For the recent study published in Nature Cancer, the AI was trained with data from more than 15,000 patients with a total of 38 different solid tumors. The interaction of 350 parameters was examined, including clinical data, laboratory values, data from imaging procedures, and genetic tumor profiles. "We identified key factors that account for the majority of the decision-making processes in the neural network, as well as a large number of prognostically relevant interactions between the parameters," explains Dr. Julius Keyl, Clinician Scientist at the Institute for Artificial Intelligence in Medicine (IKIM).

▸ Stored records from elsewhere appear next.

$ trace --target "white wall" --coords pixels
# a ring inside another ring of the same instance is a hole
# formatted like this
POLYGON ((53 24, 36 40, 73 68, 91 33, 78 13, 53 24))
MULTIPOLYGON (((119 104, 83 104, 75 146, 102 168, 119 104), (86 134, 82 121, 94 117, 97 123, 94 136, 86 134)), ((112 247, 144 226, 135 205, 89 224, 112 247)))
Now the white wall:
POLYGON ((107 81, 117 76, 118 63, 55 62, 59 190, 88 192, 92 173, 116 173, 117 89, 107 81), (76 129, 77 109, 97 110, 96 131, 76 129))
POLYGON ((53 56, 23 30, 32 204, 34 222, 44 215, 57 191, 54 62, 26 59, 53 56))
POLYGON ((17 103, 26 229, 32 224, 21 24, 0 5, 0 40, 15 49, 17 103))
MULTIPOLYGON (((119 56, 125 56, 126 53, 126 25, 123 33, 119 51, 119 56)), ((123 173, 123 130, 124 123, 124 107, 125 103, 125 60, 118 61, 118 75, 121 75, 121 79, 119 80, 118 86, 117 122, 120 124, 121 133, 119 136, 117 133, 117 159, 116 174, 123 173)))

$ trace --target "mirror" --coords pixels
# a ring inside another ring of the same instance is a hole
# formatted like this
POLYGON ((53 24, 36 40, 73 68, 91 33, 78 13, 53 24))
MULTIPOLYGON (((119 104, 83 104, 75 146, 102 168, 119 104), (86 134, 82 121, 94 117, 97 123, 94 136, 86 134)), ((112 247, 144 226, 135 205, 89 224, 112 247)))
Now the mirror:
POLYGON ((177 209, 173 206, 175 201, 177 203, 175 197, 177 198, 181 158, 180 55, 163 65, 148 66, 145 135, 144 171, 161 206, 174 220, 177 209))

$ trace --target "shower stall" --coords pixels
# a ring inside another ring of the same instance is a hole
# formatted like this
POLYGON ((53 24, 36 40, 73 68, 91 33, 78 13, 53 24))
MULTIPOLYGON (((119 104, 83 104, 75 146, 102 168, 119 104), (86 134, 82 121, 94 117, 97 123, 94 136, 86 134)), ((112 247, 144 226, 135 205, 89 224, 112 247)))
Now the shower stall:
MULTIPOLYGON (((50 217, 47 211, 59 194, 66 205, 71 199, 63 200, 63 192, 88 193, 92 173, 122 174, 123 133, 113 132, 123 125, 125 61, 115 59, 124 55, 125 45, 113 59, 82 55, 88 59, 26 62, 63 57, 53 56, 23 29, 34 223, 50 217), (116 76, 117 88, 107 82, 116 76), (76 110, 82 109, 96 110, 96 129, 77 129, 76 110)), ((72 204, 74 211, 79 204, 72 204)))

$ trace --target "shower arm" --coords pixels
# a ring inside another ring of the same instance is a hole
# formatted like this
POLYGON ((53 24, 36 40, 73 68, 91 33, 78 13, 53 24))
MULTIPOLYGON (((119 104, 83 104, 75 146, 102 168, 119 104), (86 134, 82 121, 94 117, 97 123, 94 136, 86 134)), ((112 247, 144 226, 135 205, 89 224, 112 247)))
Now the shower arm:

The AI model was then successfully tested on the data from over 3,000 lung cancer patients to validate the identified interactions. The AI combines the data and calculates an overall prognosis for each individual patient. As an explainable AI, the model makes its decisions transparent to clinicians by showing how each parameter contributed to the prognosis. "Our results show the potential of artificial intelligence to look at clinical data not in isolation but in context, to re-evaluate them, and thus to enable personalized, data-driven cancer therapy," says Dr. Philipp Keyl from LMU. An AI method like this could also be used in emergency cases where it is vital to be able to assess diagnostic parameters in their entirety as quickly as possible. The researchers also aim to uncover complex cross-cancer interrelationships, which have remained undetected thus far using conventional statistical methods. "At the National Center for Tumor Diseases (NCT), together with other oncological networks such as the Bavarian Center for Cancer Research (BZKF), we have the ideal conditions to take the next step: proving the real patient benefit of our technology in clinical trials," adds Prof. Martin Schuler, Managing Director of the NCT West site and Head of the Department of Medical Oncology at University Hospital Essen.